The blue-chip FTSE 100 was down 0.1%, as sterling edged up against the dollar, breaking above $1.38 and touching its highest level in almost three years as Britain's speedy coronavirus inoculation programme supported the currency.

Consumer stocks such as Compass Group, Ocado Group and Diageo Plc were the biggest drag on the index, falling between 1% and 7%.

"Looks like it has turned into a bit of a more broadbased selloff, although still only modest, with European markets leading the way to the downside," said Chris Beauchamp, chief market analyst at IG.

The mid-cap FTSE 250 index, fell 0.6% to snap a seven-day winning streak, partly weighed down by a 3.7% decline for homebuilder Redrow, even as it reported a higher first-half profit.

A raft of global stimulus has helped the FTSE 100 rebound nearly 34% from a coronavirus-led crash in March 2020, but the index is still about 15% below its highest level last year at a time when the U.S. benchmark S&P 500 is scaling record highs.

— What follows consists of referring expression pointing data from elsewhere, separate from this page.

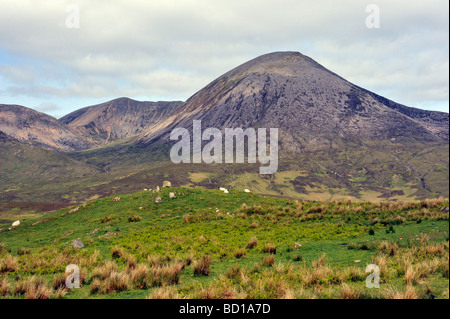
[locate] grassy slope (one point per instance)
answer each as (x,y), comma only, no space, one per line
(209,222)
(370,171)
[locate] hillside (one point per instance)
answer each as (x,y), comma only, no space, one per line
(337,140)
(29,126)
(206,244)
(118,119)
(314,108)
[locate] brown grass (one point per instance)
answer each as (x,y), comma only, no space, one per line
(166,292)
(252,243)
(268,261)
(240,253)
(202,267)
(270,248)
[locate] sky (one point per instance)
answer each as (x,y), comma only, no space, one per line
(57,56)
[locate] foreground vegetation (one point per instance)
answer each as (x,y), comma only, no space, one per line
(208,244)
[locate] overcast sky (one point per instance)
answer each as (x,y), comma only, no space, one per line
(167,50)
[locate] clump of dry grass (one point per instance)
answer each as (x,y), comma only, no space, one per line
(270,248)
(252,243)
(154,260)
(202,267)
(388,248)
(166,292)
(118,253)
(188,219)
(139,276)
(268,261)
(9,264)
(96,286)
(393,293)
(240,253)
(5,287)
(116,282)
(33,288)
(104,271)
(348,292)
(134,219)
(131,262)
(319,262)
(166,275)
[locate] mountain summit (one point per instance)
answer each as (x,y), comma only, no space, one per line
(313,107)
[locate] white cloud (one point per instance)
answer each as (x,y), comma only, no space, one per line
(171,49)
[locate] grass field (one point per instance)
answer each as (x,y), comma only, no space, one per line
(208,244)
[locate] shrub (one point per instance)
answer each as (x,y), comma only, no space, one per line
(134,219)
(118,253)
(163,293)
(5,287)
(268,261)
(117,282)
(240,253)
(96,286)
(202,267)
(9,264)
(252,243)
(271,249)
(139,276)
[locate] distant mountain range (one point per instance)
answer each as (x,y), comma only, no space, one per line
(335,137)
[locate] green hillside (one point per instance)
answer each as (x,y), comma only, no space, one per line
(209,244)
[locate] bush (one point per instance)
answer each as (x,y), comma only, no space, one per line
(134,219)
(202,267)
(268,261)
(271,249)
(240,253)
(252,243)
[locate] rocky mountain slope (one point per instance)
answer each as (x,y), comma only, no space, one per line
(313,107)
(85,128)
(118,119)
(26,125)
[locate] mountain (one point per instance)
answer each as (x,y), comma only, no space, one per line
(26,125)
(85,128)
(337,141)
(118,119)
(313,108)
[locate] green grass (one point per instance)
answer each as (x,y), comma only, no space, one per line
(199,223)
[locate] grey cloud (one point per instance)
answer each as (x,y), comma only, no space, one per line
(174,48)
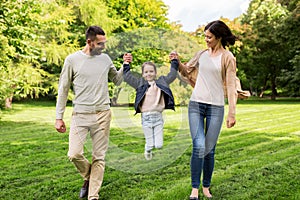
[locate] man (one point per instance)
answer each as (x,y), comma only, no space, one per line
(88,71)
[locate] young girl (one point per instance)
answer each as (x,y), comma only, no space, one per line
(152,97)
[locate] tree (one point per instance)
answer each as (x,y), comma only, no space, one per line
(263,51)
(18,26)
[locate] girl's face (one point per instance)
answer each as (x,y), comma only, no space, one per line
(149,73)
(211,40)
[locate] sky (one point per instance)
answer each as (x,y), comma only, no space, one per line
(192,13)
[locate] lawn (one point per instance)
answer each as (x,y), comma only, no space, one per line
(257,159)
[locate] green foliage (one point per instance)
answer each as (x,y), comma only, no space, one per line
(264,52)
(152,44)
(136,14)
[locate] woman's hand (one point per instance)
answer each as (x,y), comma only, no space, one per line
(173,55)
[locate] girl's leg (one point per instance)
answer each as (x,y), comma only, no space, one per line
(158,131)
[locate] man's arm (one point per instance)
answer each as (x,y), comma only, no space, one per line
(62,97)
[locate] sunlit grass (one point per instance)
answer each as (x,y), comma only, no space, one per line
(257,159)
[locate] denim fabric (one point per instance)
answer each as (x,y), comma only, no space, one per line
(205,122)
(153,123)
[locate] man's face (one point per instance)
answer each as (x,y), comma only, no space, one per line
(97,45)
(149,73)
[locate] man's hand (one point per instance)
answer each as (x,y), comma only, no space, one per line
(230,122)
(127,58)
(173,55)
(60,125)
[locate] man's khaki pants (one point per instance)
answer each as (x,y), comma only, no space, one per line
(98,125)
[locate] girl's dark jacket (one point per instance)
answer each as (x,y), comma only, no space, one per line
(141,85)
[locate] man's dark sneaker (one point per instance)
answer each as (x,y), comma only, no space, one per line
(84,191)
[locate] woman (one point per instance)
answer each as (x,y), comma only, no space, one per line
(216,79)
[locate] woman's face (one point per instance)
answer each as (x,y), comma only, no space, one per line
(211,40)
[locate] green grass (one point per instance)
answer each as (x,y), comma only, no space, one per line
(257,159)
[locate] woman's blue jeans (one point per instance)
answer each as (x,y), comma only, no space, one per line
(205,122)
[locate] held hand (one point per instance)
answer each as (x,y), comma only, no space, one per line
(230,122)
(60,126)
(173,55)
(127,58)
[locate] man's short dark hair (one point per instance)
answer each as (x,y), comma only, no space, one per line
(93,31)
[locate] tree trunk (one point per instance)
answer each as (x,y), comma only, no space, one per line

Travel and leisure stocks led declines among FTSE subsectors after transport minister Grant Shapps asked British people not to book holidays domestically or abroad until more is known about the success of Britain's COVID-19 vaccination programme.

The Bank of England told insurers not to expect any big reduction in capital requirements after Brexit, adding that more capital could be "part of the answer" to meeting a 1.7 billion pound bill for COVID-19 claims.

In company news, homeware retailer Dunelm Group rose 6.1% on the mip-cap index after reporting a higher first-half profit on strong online demand.

Insurer Lancashire fell 6.6% even after posting a surprise profit for the year.